Research on interaction between default mode network and task-positive network in autism spectrum disorder based on coactivation patterns
10.3760/cma.j.cn113661-20221009-00278
- VernacularTitle:孤独症谱系障碍默认网络与任务正激活网络交互的共激活模式研究
- Author:
Qingyu ZHENG
1
;
Lei LI
1
;
Jinming XIAO
1
;
Huafu CHEN
1
;
Xujun DUAN
1
Author Information
1. 电子科技大学神经信息教育部重点实验室 电子科技大学生命科学与技术学院,成都 611731
- Publication Type:Journal Article
- Keywords:
Autistic disorder;
Coactivation pattern;
Functional integration and segregation;
Default mode network;
Task-positive network
- From:
Chinese Journal of Psychiatry
2023;56(4):284-291
- CountryChina
- Language:Chinese
-
Abstract:
Objective:This study aims to explore the abnormal instantaneous coactivation pattern of the key nodes of default mode network (DMN) and its relationship with social deficits in participants with autism spectrum disorder (ASD).Methods:This study included participants (ASD: n=354, healthy control (HC): n=446) from the Autism Brain Imaging Data Exchange (ABIDE), which is a multi-center and large-sample resting-state functional magnetic resonance imaging (rs-fMRI) database. Coactivation pattern (CAP) analysis was used to explore the coactivation pattern characteristics of medial prefrontal cortex (mPFC), the key node of DMN, and its abnormal interaction with other key nodes of DMN as well as task-positive network.
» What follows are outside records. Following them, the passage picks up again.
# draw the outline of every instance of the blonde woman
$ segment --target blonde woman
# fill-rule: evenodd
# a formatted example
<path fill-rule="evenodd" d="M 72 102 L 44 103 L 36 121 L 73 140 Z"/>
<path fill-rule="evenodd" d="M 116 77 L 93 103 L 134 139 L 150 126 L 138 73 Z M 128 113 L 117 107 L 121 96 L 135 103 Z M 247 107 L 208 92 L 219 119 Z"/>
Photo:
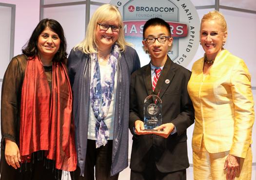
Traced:
<path fill-rule="evenodd" d="M 128 166 L 130 74 L 140 67 L 117 8 L 99 7 L 68 58 L 78 166 L 75 180 L 118 180 Z M 95 167 L 95 169 L 94 168 Z"/>
<path fill-rule="evenodd" d="M 200 41 L 205 53 L 193 65 L 188 85 L 196 118 L 195 180 L 251 180 L 251 75 L 242 59 L 223 48 L 227 35 L 221 14 L 203 16 Z"/>

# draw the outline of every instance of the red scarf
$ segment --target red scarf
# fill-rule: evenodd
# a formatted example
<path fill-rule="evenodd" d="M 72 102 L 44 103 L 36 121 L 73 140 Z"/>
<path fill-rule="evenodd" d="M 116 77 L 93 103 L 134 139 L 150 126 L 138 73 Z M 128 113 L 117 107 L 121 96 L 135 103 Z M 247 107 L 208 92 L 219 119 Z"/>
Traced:
<path fill-rule="evenodd" d="M 21 92 L 20 150 L 22 162 L 33 152 L 46 152 L 55 167 L 77 167 L 72 93 L 65 66 L 53 62 L 52 95 L 42 62 L 29 58 Z"/>

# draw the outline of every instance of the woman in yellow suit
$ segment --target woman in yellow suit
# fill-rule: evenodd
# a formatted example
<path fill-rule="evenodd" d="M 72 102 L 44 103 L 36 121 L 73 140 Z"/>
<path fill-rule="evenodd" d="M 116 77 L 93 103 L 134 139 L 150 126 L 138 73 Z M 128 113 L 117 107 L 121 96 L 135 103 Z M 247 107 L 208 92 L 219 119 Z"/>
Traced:
<path fill-rule="evenodd" d="M 243 60 L 224 49 L 224 17 L 205 15 L 200 41 L 205 52 L 188 85 L 195 111 L 192 139 L 195 180 L 251 180 L 254 121 L 251 75 Z"/>

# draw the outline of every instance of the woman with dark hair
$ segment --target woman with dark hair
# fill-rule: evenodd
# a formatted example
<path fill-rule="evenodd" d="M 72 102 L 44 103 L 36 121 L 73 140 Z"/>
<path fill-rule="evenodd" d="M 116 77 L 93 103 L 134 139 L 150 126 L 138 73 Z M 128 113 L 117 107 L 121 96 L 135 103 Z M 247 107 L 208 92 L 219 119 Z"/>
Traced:
<path fill-rule="evenodd" d="M 55 180 L 77 157 L 66 43 L 60 24 L 44 19 L 2 85 L 0 180 Z"/>

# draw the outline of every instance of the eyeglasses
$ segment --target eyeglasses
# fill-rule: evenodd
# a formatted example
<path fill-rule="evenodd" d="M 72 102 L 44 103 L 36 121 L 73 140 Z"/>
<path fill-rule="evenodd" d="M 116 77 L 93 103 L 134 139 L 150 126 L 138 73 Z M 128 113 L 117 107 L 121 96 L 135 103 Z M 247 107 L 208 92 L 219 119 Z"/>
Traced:
<path fill-rule="evenodd" d="M 156 39 L 158 39 L 159 42 L 164 42 L 167 38 L 170 37 L 170 36 L 161 36 L 158 37 L 148 37 L 144 39 L 144 40 L 148 43 L 154 43 L 156 41 Z"/>
<path fill-rule="evenodd" d="M 107 31 L 109 27 L 111 28 L 111 30 L 113 32 L 118 32 L 120 31 L 121 27 L 121 26 L 117 26 L 116 25 L 109 25 L 102 23 L 98 23 L 99 26 L 99 29 L 102 31 Z"/>

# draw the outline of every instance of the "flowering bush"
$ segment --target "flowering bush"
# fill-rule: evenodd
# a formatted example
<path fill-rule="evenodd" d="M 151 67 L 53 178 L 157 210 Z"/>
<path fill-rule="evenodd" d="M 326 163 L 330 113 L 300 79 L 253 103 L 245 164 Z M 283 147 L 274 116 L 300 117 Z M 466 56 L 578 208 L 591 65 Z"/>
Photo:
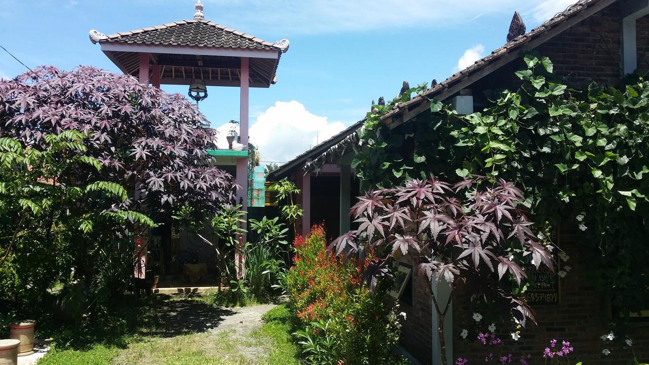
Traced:
<path fill-rule="evenodd" d="M 396 308 L 386 304 L 386 288 L 371 294 L 361 284 L 362 268 L 328 253 L 325 236 L 314 226 L 306 238 L 295 238 L 285 281 L 305 357 L 317 364 L 398 362 L 391 349 L 400 325 Z"/>

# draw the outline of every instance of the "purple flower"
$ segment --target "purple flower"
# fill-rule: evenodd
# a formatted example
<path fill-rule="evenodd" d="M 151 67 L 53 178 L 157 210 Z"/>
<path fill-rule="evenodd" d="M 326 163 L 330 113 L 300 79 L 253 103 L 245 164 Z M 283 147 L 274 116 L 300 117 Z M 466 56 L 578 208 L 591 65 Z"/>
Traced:
<path fill-rule="evenodd" d="M 455 365 L 466 365 L 467 362 L 469 362 L 469 360 L 466 359 L 458 357 L 458 360 L 455 360 Z"/>
<path fill-rule="evenodd" d="M 500 364 L 508 364 L 511 362 L 511 354 L 508 354 L 506 356 L 500 357 Z"/>

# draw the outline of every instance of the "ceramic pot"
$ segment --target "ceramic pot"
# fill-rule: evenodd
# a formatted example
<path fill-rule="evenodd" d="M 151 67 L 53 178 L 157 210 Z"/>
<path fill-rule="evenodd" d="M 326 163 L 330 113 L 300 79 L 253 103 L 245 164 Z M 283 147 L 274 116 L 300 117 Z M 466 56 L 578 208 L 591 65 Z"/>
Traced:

Network dissociation index (NDI) was used to capture the extent of functional dissociation within and between networks and predict the clinical symptoms of ASD based on multi-variable support vector regression. Results:When mPFC was activated, precuneus, another key node of DMN, showed lower activation in participants with ASD than those in the HC group ( t=-4.21, P<0.01). Instead, dorsal anterior cingulate cortex (dACC) and orbital fronto-insula junction, key nodes of the salience network (SN), showed higher activation in participants with ASD than those in the HC group ( t=2.93, 2.61, all P<0.05). Additionally, compared with HC, ASD showed significantly higher NDI within DMN ( t=3.63, P<0.01) and significantly lower NDI between DMN and SN (dACC and orbital fronto-insula junction) ( t=-2.97, -3.31, all P<0.01). Additionally, using multi-variable support vector regression model, altered NDI could well predict social, speech communication deficits and disease severity of ASD ( r=0.191,0.216,0.186, all P<0.01). Conclusion:The CAP of mPFC in ASD in resting state was abnormal, which reflected the decreased functional integration within DMN and the decreased functional segregation between DMN and task-positive network. Besides, this abnormal network function pattern was closely related to clinical symptoms of ASD.